Predictable scheduling. As policies regarding predictable scheduling continue to expand across the globe, more and more firms rely on tools that allow employees to initiate voluntary schedule changes through shift swaps. They empower workers to choose shifts on their own and be more autonomous. At the same time, they enable managers to oversee teams’ shift-swapping and communication in the enterprise dashboard and keep records of schedules and employee information.
Geofencing technology for employee productivity and location management. These location-based service apps give managers greater control over requiring employees to be on certain sites and complete specific tasks.
Boost Employee Engagement, And Productivity Follows
Ernst & Young has found that the level of employee engagement is directly correlated with the level of client satisfaction and a company’s key operational and financial results. But to achieve that level of engagement, employees must be able to see how their role contributes to the success of their team and organization, according to Gallup. Today’s workforce wants jobs that come with a sense of purpose, and once employees find the right fit, engagement soars. This is especially true for the millennial generation and younger employees in general.
For this reason, generic employment surveys and annual reviews aren’t the best tools for gauging engagement. As Gallup further points out, activating performance development hinges on three components: establishing expectations, continual coaching and creating accountability. By focusing on these three bedrocks, managers foster employee interactions that are encouraging, purposeful and rewarding in ways that annual or quarterly reviews simply are not. While many managers want to simplify performance reviews even more, this move can be off-putting for workers and make them feel like a mere number.
Set Clear Expectations, And Regularly Stay In Touch
Considering that we have less opportunity for face-to-face meetings, it’s imperative that managers communicate clearly about what’s expected of employees. Better yet is to involve employees in creating performance expectations. Gallup has found that employees who have a voice in defining success for their role are 3.6 times more likely than other employees to be engaged.

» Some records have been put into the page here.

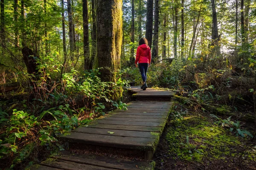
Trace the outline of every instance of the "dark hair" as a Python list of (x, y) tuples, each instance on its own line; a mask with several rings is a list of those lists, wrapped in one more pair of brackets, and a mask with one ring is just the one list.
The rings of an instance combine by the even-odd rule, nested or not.
[(141, 38), (139, 41), (139, 45), (145, 44), (148, 45), (148, 40), (145, 38)]

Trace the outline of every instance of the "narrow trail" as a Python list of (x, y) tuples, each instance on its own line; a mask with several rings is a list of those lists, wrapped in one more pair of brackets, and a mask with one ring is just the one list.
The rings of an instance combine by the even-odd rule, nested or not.
[[(133, 101), (126, 111), (116, 110), (93, 125), (79, 127), (60, 139), (77, 150), (108, 148), (119, 154), (129, 152), (144, 160), (60, 152), (35, 165), (33, 170), (151, 170), (151, 161), (166, 125), (174, 94), (131, 87)], [(123, 151), (123, 153), (122, 153)]]

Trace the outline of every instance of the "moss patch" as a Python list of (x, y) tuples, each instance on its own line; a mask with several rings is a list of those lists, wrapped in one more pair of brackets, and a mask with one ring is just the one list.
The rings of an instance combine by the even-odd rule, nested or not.
[[(181, 160), (198, 162), (205, 159), (238, 160), (244, 148), (246, 139), (233, 136), (206, 117), (187, 115), (172, 121), (171, 125), (166, 136), (169, 152)], [(255, 153), (248, 149), (243, 157), (247, 161), (255, 162)]]

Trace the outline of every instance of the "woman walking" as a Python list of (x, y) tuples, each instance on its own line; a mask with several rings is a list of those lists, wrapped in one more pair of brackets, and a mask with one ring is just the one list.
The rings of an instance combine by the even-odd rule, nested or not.
[(145, 38), (141, 38), (139, 41), (139, 46), (137, 48), (135, 67), (137, 67), (139, 62), (139, 68), (143, 80), (143, 85), (141, 88), (145, 90), (148, 88), (147, 85), (147, 71), (148, 68), (150, 65), (151, 62), (151, 51), (148, 45), (148, 40)]

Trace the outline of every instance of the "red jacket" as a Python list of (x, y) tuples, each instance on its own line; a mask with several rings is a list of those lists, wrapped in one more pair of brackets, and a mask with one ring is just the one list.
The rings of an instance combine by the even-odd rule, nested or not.
[(136, 53), (135, 64), (139, 63), (149, 63), (151, 62), (151, 51), (148, 45), (143, 44), (138, 47)]

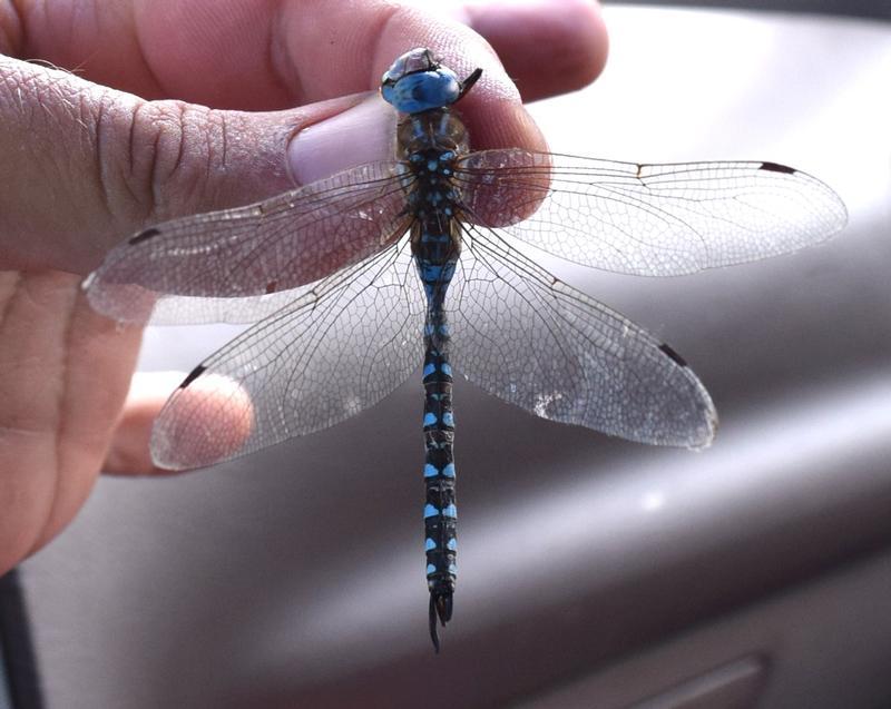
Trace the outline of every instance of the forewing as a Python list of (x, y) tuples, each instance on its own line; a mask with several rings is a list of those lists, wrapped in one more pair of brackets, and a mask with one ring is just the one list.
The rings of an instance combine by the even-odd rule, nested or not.
[(114, 248), (85, 282), (90, 304), (145, 323), (252, 322), (281, 292), (358, 263), (401, 237), (392, 163), (363, 165), (265, 201), (156, 225)]
[(845, 224), (814, 177), (774, 163), (636, 165), (525, 150), (457, 169), (467, 218), (568, 260), (674, 276), (794, 252)]
[(454, 366), (490, 394), (631, 441), (712, 441), (712, 400), (670, 347), (497, 235), (468, 227), (448, 303)]
[[(423, 321), (424, 295), (403, 239), (321, 282), (196, 367), (155, 423), (155, 462), (202, 467), (356, 414), (420, 365)], [(208, 407), (228, 427), (209, 425)]]

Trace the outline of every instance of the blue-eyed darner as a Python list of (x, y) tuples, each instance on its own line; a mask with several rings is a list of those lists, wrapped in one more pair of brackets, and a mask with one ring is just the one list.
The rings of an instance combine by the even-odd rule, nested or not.
[[(168, 401), (151, 440), (164, 467), (210, 465), (330, 426), (393, 391), (423, 351), (437, 647), (456, 583), (452, 364), (538, 416), (634, 441), (704, 446), (717, 422), (670, 347), (562, 284), (517, 242), (668, 276), (795, 250), (845, 221), (831, 189), (773, 163), (471, 152), (449, 107), (478, 77), (460, 80), (425, 49), (403, 55), (382, 83), (401, 115), (394, 160), (148, 228), (85, 284), (94, 307), (121, 321), (258, 321)], [(196, 412), (209, 405), (244, 425), (208, 430)]]

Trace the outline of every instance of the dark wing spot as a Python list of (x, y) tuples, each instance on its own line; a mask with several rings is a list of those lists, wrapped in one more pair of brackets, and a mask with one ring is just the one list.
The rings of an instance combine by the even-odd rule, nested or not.
[(203, 364), (199, 364), (195, 367), (192, 372), (188, 373), (188, 376), (183, 380), (183, 383), (179, 385), (179, 388), (186, 388), (189, 384), (192, 384), (195, 380), (197, 380), (202, 374), (204, 374), (205, 367)]
[(160, 229), (151, 227), (150, 229), (146, 229), (145, 232), (139, 232), (139, 234), (130, 238), (130, 240), (127, 242), (127, 244), (134, 246), (135, 244), (139, 244), (140, 242), (145, 242), (146, 239), (150, 239), (153, 236), (157, 236), (158, 234), (160, 234)]
[(794, 175), (796, 173), (794, 167), (780, 165), (779, 163), (762, 163), (761, 169), (768, 173), (783, 173), (784, 175)]
[(687, 363), (684, 362), (684, 357), (682, 357), (679, 354), (677, 354), (674, 349), (672, 349), (665, 343), (662, 343), (659, 345), (659, 349), (662, 349), (665, 354), (667, 354), (672, 358), (672, 361), (675, 362), (676, 364), (681, 365), (682, 367), (687, 366)]

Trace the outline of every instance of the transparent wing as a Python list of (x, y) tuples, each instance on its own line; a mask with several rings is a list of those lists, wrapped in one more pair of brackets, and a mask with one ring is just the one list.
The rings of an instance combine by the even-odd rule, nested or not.
[(785, 254), (846, 220), (826, 185), (774, 163), (636, 165), (487, 150), (456, 175), (470, 220), (584, 266), (642, 276)]
[(94, 308), (120, 321), (252, 322), (284, 304), (280, 292), (395, 242), (408, 227), (404, 205), (392, 163), (363, 165), (145, 229), (112, 249), (85, 288)]
[[(196, 367), (155, 422), (155, 462), (210, 465), (330, 426), (392, 392), (423, 357), (424, 295), (407, 244), (326, 278)], [(208, 408), (229, 427), (208, 426)]]
[(459, 372), (544, 418), (660, 445), (712, 441), (712, 400), (674, 351), (497, 235), (468, 232), (448, 296)]

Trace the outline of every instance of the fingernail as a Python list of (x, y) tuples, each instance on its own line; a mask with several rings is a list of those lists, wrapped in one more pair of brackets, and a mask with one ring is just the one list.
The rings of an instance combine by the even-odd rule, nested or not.
[(301, 130), (287, 146), (291, 174), (309, 185), (364, 163), (393, 158), (396, 116), (379, 95)]

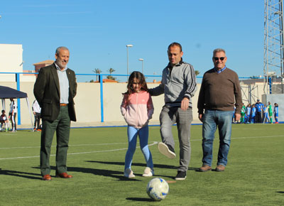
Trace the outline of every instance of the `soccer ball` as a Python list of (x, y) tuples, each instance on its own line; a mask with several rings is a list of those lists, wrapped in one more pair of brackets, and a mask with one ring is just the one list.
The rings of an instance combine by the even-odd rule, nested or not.
[(147, 194), (156, 201), (165, 198), (169, 191), (168, 183), (163, 178), (155, 178), (150, 180), (147, 185)]

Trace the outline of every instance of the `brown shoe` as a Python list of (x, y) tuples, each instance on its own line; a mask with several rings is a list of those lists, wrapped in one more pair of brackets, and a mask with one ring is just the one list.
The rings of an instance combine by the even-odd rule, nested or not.
[(225, 166), (223, 165), (219, 165), (216, 167), (217, 172), (224, 172), (225, 170)]
[(43, 177), (43, 180), (50, 181), (51, 180), (51, 177), (50, 175), (45, 175)]
[(62, 173), (56, 174), (56, 178), (73, 178), (73, 176), (68, 175), (67, 173)]
[(200, 172), (207, 172), (207, 171), (209, 171), (212, 170), (212, 168), (208, 166), (208, 165), (203, 165), (200, 168)]

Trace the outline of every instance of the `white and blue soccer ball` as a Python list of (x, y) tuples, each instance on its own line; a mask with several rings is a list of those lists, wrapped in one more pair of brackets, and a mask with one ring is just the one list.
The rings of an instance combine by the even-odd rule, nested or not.
[(156, 201), (165, 198), (169, 191), (168, 183), (163, 178), (155, 178), (150, 180), (147, 185), (147, 194)]

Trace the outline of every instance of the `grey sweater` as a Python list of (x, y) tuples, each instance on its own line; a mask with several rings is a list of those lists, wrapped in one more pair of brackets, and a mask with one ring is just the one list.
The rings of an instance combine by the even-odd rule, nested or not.
[(169, 63), (163, 70), (161, 84), (148, 92), (152, 96), (165, 94), (165, 103), (170, 107), (180, 107), (184, 97), (190, 99), (190, 107), (192, 107), (191, 98), (197, 90), (196, 75), (192, 65), (181, 61), (172, 67)]
[(200, 95), (198, 97), (198, 113), (204, 109), (234, 111), (241, 114), (242, 105), (241, 91), (238, 75), (226, 68), (218, 74), (213, 68), (203, 75)]

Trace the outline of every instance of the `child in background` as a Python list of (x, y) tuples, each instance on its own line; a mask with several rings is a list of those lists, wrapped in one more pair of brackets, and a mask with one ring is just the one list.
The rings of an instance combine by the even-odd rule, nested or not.
[(248, 103), (246, 108), (246, 123), (249, 123), (251, 121), (251, 105)]
[(269, 121), (268, 105), (263, 105), (263, 123)]
[(269, 123), (272, 124), (273, 122), (273, 120), (272, 119), (273, 111), (272, 111), (272, 107), (271, 107), (271, 102), (268, 102), (268, 114), (269, 114)]
[(274, 118), (275, 119), (275, 124), (278, 124), (278, 104), (277, 103), (274, 103)]
[(256, 104), (253, 104), (253, 107), (251, 108), (251, 124), (254, 124), (254, 119), (256, 117)]
[(246, 106), (244, 106), (244, 104), (243, 103), (243, 106), (241, 107), (241, 123), (244, 123), (245, 116), (246, 116)]
[(6, 116), (5, 110), (3, 109), (1, 113), (2, 114), (1, 114), (0, 116), (0, 122), (1, 122), (0, 131), (3, 128), (3, 124), (4, 124), (6, 131), (8, 131), (9, 127), (9, 121), (8, 120), (7, 116)]
[(152, 154), (148, 146), (149, 129), (148, 124), (154, 112), (152, 98), (148, 93), (144, 75), (133, 72), (127, 84), (127, 92), (124, 94), (121, 112), (126, 121), (129, 148), (125, 156), (124, 176), (135, 177), (131, 170), (132, 158), (136, 148), (137, 136), (139, 136), (140, 148), (146, 161), (143, 177), (154, 175)]

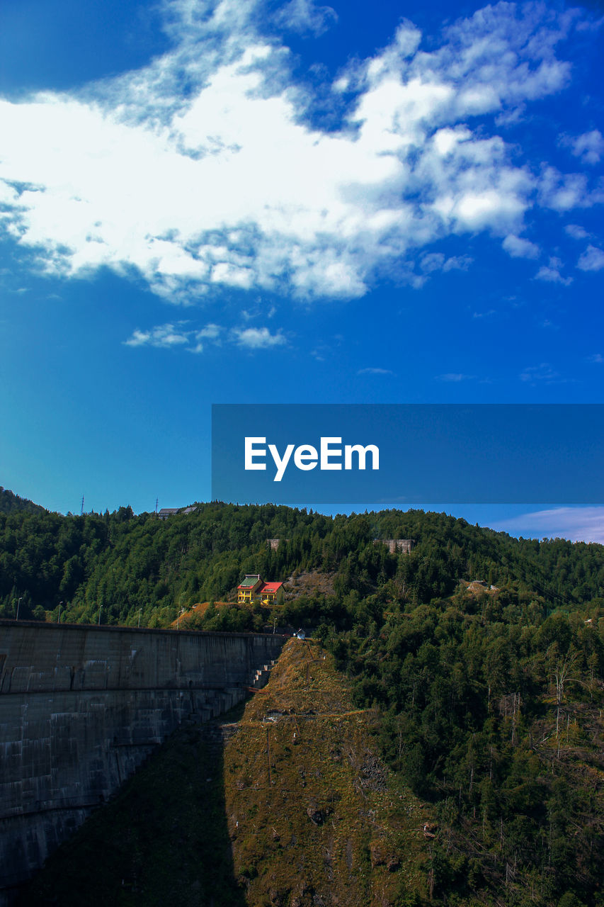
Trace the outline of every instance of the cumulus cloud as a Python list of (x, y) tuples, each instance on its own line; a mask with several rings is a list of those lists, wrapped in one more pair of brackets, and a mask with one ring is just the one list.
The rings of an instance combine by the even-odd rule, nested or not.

The best way for employees to know what’s expected of them is to establish regular, predictable meetings. Defining management processes is a bottleneck for many enterprises, especially hypergrowth startups. But in a new remote culture, it can be even more challenging. Employees can feel out of touch if there’s no regular check-in to ensure alignment and that progress is being made. I like to think of regular meetings as roundtables or assemblies where each team member has the floor to raise questions. Just as important are regular one-on-one meetings where employees can share things they otherwise wouldn’t in a public forum.
Many people already worked from home before the pandemic hit, but the way we measure employee productivity has been evolving for years. To manage today’s workforce, companies need to continue to embrace new tools, boost employee engagement, set clear expectations and regularly stay in touch. This is the only way for enterprises to compete successfully in a technological reality that’s undeniably here to stay.